Energy-Efficient Fixed-Point Hardware Accelerator for Embedded DNNs
Subject Areas : AI and Robotics
Marzie Mastalizade
1
,
Ali Ansarmohammadi
2
,
Najme Nazari
3
,
Mostafa Salehi
4
1 - Computer Architecture, faculty of Electrical and Computer Engineering, University of Tehran, Tehran, Iran
2 - PHD. student, Faculty of Electrical and Computer Engineering, Tehran University, Tehran, Iran
3 - PHD. student, Faculty of Electrical and Computer Engineering, Tehran University, Tehran, Iran
4 - University of Tehran
Keywords: Deep Neural Network, Embedded Systems, Energy-Efficiency, Fixed-point Quantization,
Abstract :
Deep Neural Networks (DNNs) have demonstrated remarkable performance in various application domains, such as computer vision, pattern recognition, and natural language processing.
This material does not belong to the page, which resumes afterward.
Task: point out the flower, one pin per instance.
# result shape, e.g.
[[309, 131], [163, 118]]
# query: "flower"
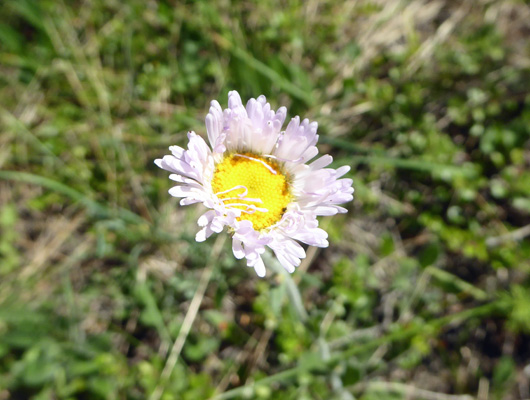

However, deploying these models on edge-computing devices poses a challenge due to their extensive memory requirements and computational complexity. These factors make it difficult to deploy DNNs on low-power and limited-resource devices. One promising technique to address this challenge is quantization, particularly fixed-point quantization. Previous studies have shown that reducing the bit-width of weights and activations, such as to 3 or 4 bits, through fixed-point quantization can preserve the classification accuracy of full-precision neural networks. Despite extensive research on the compression efficiency of fixed-point quantization techniques, their energy efficiency, a critical metric in evaluating embedded systems, has not been thoroughly explored. Therefore, this research aims to assess the energy efficiency of fixed-point quantization techniques while maintaining accuracy. To accomplish this, we present a model and design an architecture for each quantization method. Subsequently, we compare their area and energy efficiency at the same accuracy level. Our experimental results indicate that incorporating scaling factors and offsets into LSQ, a well-known quantization method, improves DNN accuracy by 0.1%. However, this improvement comes at the cost of a 3× decrease in hardware energy efficiency. This research highlights the significance of evaluating fixed-point quantization techniques not only in terms of compression efficiency but also in terms of energy efficiency when applied to edge-computing device.